Ein Leben ohne meine Mutter konnte und wollte ich nicht aushalten. Deshalb stellte ich mir vor, dass sie immer bei mir war. Obwohl ich wusste, dass sie tot war, sprach ich mit ihr und glaubte, ihre Antworten auf meine Fragen deutlich zu hören. Später, als sich die Erinnerung an ihr Gesicht so langsam verwischte, sah ich sie als eine Art Engel im weißen Nebelgewand. Aber sie war noch da und das tröstete mich. Ich kann mich kaum an Mutter erinnern, glaube aber, dass sie sehr sanft war und mich liebte. Denn ich erinnere mich an zärtliche Umarmungen, was ich später nie wieder erlebte. Deshalb weiß ich, dass ich diese Umarmungen nicht geträumt hatte.

*****

Sobald Detlef laufen konnte, nahm ihn Vater überall mit hin. Auf dem Traktor hinaus aufs Feld und in den Stall. Detlef war glücklich darüber und tat alles, um seinem Vater zu gefallen.

Auch Vater war glücklich. Er brachte seinem Sohn alles bei, was er über Rinderzucht und Feldarbeit wissen musste und Detlef sog alles begierig auf.

Es gab Tage, an denen Vater mich nicht schlug, Detlef schon gar nicht. Ihn wirbelte er durch die Luft und lachte dabei.

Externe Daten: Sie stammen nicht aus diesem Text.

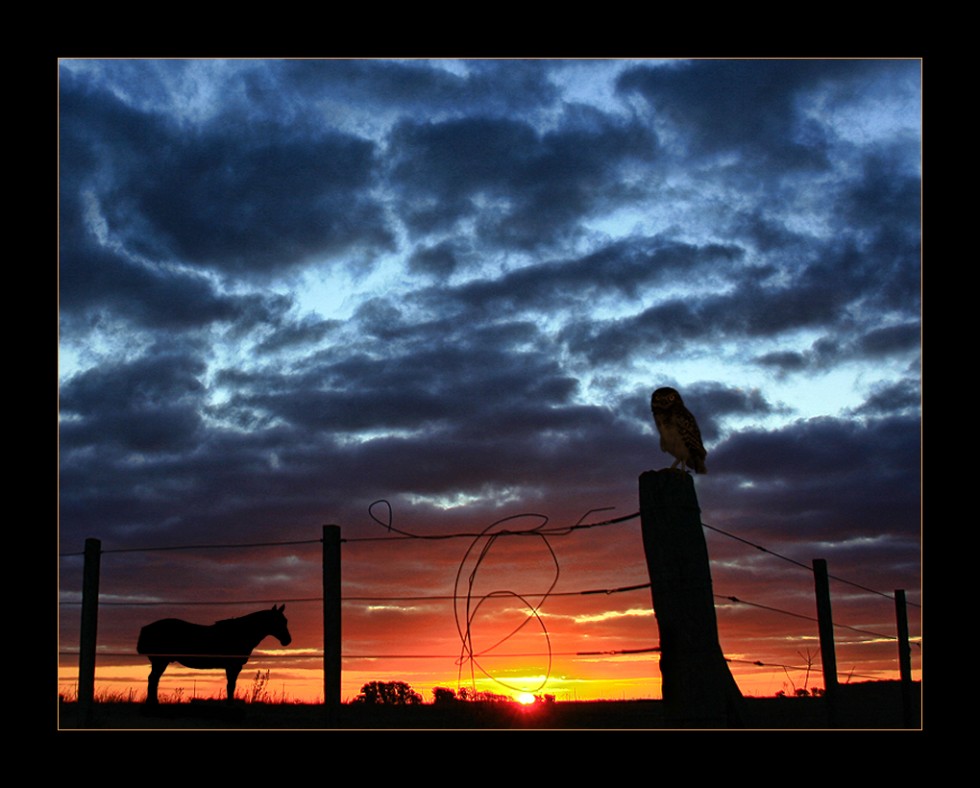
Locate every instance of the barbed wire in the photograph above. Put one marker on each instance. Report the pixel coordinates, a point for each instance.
(471, 603)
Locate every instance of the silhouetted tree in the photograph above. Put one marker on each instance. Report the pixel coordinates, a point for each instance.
(388, 693)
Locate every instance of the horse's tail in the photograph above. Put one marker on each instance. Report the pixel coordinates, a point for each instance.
(142, 646)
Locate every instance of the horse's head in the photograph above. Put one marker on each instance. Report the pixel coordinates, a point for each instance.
(277, 625)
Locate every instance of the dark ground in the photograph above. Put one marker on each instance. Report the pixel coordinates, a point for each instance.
(868, 705)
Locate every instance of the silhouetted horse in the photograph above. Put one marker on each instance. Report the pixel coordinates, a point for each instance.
(225, 644)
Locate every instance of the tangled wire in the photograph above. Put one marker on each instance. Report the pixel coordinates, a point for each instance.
(467, 604)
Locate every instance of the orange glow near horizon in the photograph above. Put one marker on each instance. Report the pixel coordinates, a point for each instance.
(403, 620)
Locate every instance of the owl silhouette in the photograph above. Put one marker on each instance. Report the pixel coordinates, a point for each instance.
(679, 433)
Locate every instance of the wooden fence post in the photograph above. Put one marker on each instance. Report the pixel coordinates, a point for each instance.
(904, 656)
(89, 628)
(331, 618)
(698, 688)
(825, 626)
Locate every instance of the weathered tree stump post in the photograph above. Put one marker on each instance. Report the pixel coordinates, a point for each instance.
(698, 688)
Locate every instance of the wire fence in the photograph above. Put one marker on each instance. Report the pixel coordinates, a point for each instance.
(406, 629)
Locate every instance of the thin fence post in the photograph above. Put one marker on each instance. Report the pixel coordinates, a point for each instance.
(331, 619)
(698, 688)
(89, 628)
(825, 625)
(904, 656)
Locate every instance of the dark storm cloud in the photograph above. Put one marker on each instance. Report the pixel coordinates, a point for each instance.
(95, 278)
(440, 260)
(435, 381)
(822, 447)
(148, 405)
(752, 107)
(487, 86)
(878, 343)
(902, 397)
(238, 198)
(519, 272)
(633, 268)
(307, 331)
(524, 189)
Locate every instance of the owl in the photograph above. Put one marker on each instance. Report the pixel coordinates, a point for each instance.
(679, 433)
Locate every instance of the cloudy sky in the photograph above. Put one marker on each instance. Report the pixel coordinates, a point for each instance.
(290, 288)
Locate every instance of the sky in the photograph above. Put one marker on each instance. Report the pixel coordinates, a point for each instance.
(289, 289)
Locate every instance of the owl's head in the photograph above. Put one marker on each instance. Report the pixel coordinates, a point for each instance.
(664, 398)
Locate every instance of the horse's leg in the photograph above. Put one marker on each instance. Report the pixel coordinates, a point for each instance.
(232, 672)
(156, 671)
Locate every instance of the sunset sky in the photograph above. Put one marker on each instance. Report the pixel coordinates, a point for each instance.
(291, 288)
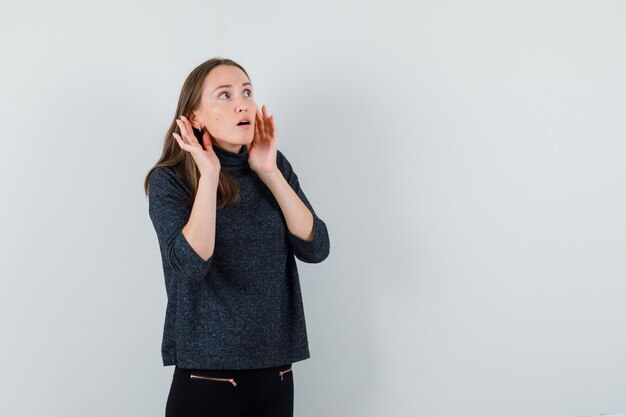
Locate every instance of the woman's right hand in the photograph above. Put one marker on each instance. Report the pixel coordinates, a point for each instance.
(205, 158)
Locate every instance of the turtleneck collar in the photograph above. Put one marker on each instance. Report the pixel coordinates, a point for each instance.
(232, 159)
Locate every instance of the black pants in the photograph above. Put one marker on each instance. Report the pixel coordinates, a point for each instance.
(266, 392)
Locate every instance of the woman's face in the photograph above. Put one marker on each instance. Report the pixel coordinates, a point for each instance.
(226, 99)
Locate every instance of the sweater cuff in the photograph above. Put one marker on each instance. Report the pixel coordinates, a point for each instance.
(311, 251)
(195, 267)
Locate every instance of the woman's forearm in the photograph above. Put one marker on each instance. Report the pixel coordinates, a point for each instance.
(297, 215)
(200, 229)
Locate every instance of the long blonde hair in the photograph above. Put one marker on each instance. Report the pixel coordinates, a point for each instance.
(180, 160)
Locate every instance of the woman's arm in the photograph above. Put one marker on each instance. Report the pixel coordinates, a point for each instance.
(189, 255)
(200, 229)
(307, 233)
(297, 215)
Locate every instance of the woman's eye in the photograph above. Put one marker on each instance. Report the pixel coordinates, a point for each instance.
(249, 95)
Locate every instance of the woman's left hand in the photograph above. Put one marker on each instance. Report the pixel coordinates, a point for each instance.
(262, 150)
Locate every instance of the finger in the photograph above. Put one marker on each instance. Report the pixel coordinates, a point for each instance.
(261, 123)
(272, 126)
(259, 127)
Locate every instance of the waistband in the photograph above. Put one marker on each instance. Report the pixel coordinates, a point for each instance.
(229, 372)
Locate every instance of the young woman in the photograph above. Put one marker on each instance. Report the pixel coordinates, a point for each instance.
(230, 218)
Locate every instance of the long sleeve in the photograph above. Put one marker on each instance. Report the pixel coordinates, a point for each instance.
(169, 215)
(310, 251)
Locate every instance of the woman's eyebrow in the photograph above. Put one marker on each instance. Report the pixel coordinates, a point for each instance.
(230, 85)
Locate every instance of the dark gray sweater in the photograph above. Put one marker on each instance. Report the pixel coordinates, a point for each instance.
(242, 308)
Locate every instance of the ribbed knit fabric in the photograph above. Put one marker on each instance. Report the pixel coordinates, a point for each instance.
(242, 308)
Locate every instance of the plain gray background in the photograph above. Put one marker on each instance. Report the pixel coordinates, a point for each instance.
(467, 158)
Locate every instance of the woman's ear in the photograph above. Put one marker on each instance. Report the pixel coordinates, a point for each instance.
(194, 121)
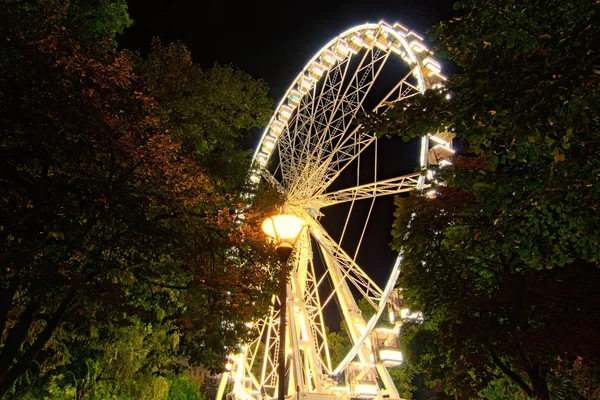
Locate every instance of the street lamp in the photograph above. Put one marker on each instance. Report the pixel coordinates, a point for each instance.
(285, 229)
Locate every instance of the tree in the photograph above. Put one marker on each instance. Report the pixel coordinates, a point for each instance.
(502, 261)
(109, 222)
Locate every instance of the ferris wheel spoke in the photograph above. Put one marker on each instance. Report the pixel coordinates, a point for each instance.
(401, 184)
(352, 272)
(309, 142)
(326, 151)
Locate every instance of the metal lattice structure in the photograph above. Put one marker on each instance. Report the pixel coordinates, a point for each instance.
(312, 141)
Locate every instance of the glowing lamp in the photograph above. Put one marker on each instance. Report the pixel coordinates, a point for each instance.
(285, 229)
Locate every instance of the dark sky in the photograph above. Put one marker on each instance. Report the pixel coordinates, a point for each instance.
(270, 40)
(273, 41)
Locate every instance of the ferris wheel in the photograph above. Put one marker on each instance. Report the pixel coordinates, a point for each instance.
(317, 155)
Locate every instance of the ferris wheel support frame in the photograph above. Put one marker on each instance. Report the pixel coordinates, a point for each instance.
(313, 132)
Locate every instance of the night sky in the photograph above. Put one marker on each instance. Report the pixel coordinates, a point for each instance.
(273, 41)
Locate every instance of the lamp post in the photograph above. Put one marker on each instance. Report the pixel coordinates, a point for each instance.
(285, 229)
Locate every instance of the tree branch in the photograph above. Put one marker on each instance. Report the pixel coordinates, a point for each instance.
(23, 363)
(510, 373)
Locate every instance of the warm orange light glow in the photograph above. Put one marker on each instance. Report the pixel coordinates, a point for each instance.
(283, 227)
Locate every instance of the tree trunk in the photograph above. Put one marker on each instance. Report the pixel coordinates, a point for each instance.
(23, 362)
(539, 384)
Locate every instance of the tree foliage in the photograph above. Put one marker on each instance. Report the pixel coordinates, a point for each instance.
(503, 261)
(119, 240)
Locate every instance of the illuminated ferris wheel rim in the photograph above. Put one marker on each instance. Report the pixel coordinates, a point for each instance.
(312, 123)
(400, 34)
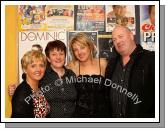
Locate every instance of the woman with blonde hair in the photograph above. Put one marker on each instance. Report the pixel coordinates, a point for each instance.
(92, 95)
(28, 100)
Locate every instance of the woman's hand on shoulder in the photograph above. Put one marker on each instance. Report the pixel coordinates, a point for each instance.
(73, 66)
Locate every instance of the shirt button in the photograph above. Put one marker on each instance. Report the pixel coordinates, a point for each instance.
(62, 89)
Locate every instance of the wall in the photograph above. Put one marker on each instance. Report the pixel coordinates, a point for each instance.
(11, 53)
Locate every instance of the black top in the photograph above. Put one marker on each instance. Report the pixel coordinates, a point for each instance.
(60, 95)
(118, 94)
(92, 96)
(22, 103)
(141, 83)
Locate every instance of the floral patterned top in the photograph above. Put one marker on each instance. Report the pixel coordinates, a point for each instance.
(41, 106)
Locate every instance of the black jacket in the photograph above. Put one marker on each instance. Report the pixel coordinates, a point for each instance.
(141, 82)
(22, 103)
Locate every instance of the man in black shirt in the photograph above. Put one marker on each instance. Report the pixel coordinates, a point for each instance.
(132, 69)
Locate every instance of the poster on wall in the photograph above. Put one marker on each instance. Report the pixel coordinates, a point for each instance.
(147, 26)
(105, 46)
(93, 35)
(90, 17)
(31, 17)
(28, 39)
(120, 15)
(60, 16)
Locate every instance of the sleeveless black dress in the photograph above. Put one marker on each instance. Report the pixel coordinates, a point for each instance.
(92, 97)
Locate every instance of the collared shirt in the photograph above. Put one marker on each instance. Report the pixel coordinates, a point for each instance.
(118, 94)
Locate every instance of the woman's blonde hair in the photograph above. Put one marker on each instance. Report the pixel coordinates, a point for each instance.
(32, 56)
(83, 39)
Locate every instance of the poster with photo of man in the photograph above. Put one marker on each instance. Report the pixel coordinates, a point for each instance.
(123, 15)
(147, 26)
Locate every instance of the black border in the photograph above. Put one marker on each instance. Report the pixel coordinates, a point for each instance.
(106, 118)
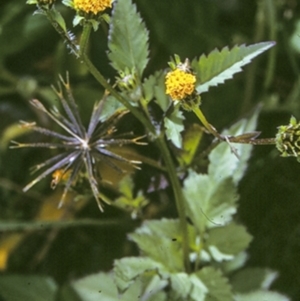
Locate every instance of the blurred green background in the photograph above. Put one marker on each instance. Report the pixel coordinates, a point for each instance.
(31, 57)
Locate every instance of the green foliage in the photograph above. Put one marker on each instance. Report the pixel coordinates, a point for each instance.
(219, 66)
(29, 288)
(174, 126)
(128, 38)
(180, 206)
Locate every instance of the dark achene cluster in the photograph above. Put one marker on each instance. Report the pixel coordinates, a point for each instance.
(80, 148)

An seinem fünften Geburtstag sprang Detlef wie so oft vom Heuboden und blieb unten bewegungslos liegen. Ich dachte, das gehört zum Spiel und warf Heu auf seinen Körper. Aber er sprang nicht kreischend auf, um mich umzustoßen. Er blieb einfach liegen.

Vater nahm ihn vorsichtig in seine Arme und schrie in einem fort: „Nein! Nein! Nein!“

Dann befahl er mir, den Doktor zu rufen. Ich rannte zum Nachbarn, der ein Telefon besaß.

Der Arzt kam sofort und versorgte die Wunde am Kopf. Detlef weinte nicht, er schlief.

„Der Kleine muss ins Krankenhaus“, sagte der Arzt. „Ich schicke den Sanka.“

Die Zeit, bis der Krankenwagen kam, wollte und wollte nicht vergehen. Vater saß die ganze Zeit stumm auf dem Stuhl und schaukelte Detlef in seinen Armen. Das machte mir große Angst.

Vater überließ seinen Sohn nicht den Rettungskräften. Er hielt ihn im Arm, stieg in den Wagen und kam drei Tage nicht nach Hause. Ich rührte mich nicht von der Stelle und schlief auf dem Küchenstuhl, wo vorher der Vater mit Detlef saß. Ich vergaß zu essen und vergaß, in die Schule zu gehen.

Als Vater nach Hause kam, sprach er kein Wort. Er nahm seine Schnapsflasche, setzte sich auf den Traktor und fuhr vom Hof.

*****

Zwei Wochen später brachte man Detlef nach Hause. Er sprach nicht mehr und schaute mit offenem Mund in die Luft. Das sah seltsam aus.

Meist saß er auf dem Boden und spielte mit seiner Spucke, die ihm ständig aus Mund und Nase sabberte.